Mapping the Magnitude of Brain Injuries from Explosions An image from the computer models created by the MIT team. Michelle Nyein
Just as the AK-47 rifle shifted the balance of power on battlefields the world over during the second half of the last century, the improvised explosive device (IED) has defined 21st-century insurgent warfare, allowing relatively low-tech warriors to inflict major damage on better-equipped conventional troops. IEDs have also left some 130,000 U.S. soldiers and marines suffering from traumatic brain injuries (TBI) that continue to affect them long after they leave the combat zone. But a new study by MIT scientists suggests that adding a simple face shield to standard issue combat helmets could significantly reduce brain injury in soldiers.
The face, it turns out, works like a conduit for blast waves moving through the skull and into the brain, where they can wreak havoc ranging from concussion to long-term brain damage and post-traumatic stress disorder. The researchers – a collaboration between MIT’s Department of Aeronautics and Astronautics and a neurologist at the Defense and Veterans Brain Injury Center at Walter Reed Army Medical Center – used MRI to model features of the head (including the skull, the brain, sinuses, and various bodily fluids) and then subjected those models to data on mechanical events like shockwaves.
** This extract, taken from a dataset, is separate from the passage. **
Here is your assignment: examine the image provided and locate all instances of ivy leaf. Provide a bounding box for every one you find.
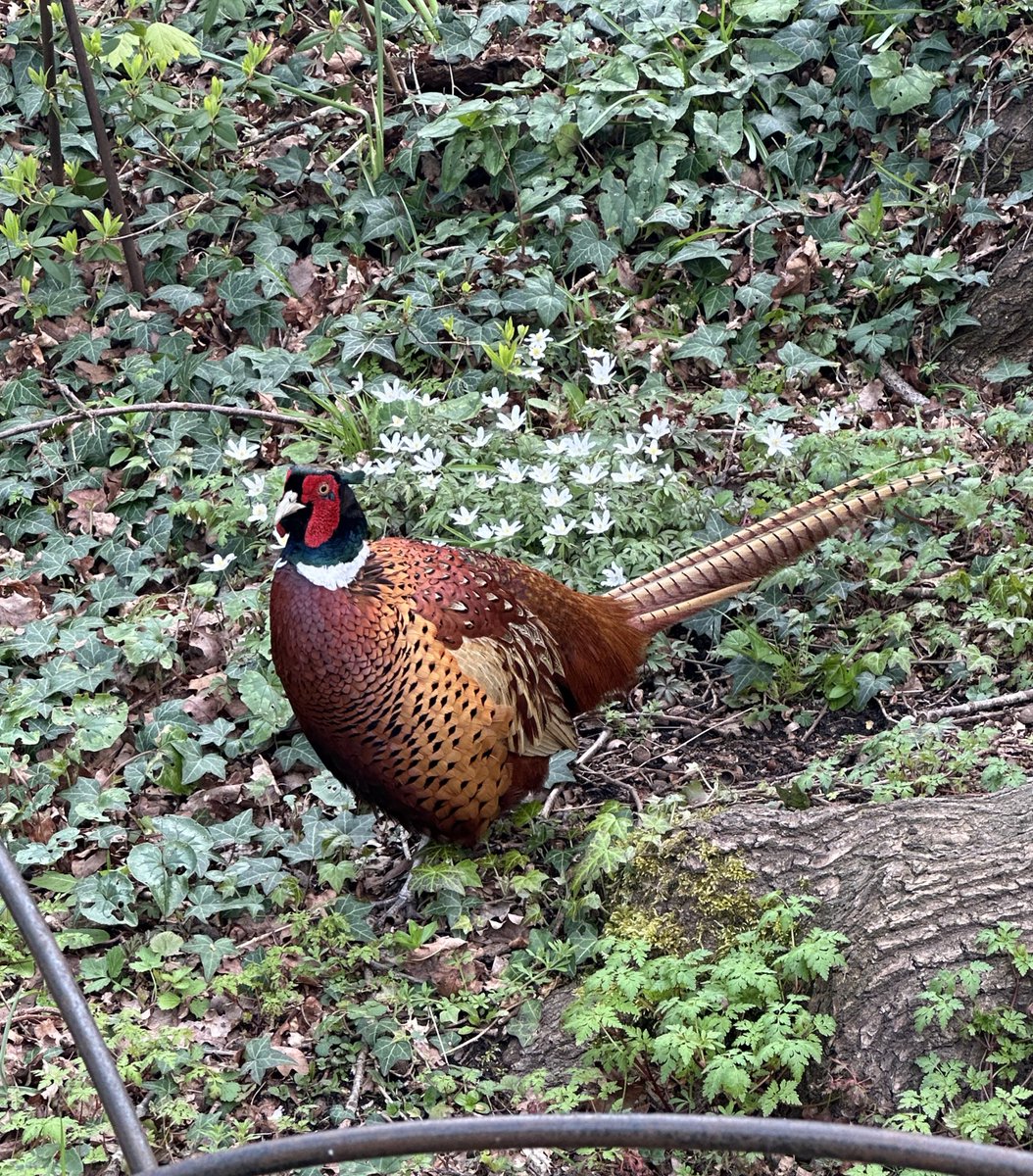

By observing the way a chemical explosion impacts the head both with a combat helmet and without, the team deduced that while the Advanced Combat Helmet (the standard issue bucket for most ground troops) delayed the arrival of blast waves somewhat, it didn’t reduce the overall impact because waves could travel unimpeded through the face. But after adding a conceptual face shield to the simulation, the models showed a significant reduction in the amount of stress placed on the brain during blasts.A face shield obscuring the most recognizable identifying human characteristic exhibited by otherwise identically uniformed soldiers might not do much to win over hearts and minds, and the image of Private First Class Dough Boy showing up to win one for the good guys could yield to imagery of sterilized, ubiquitous storm troopers. But none of that is really relevant if face shields do what the MIT team says they can do: keep soldiers safer and reduce the impact of IEDs.
Not to mention, it’s an aesthetic step toward the Spartan armor suite of future battlefields. Suit up, Master Chief.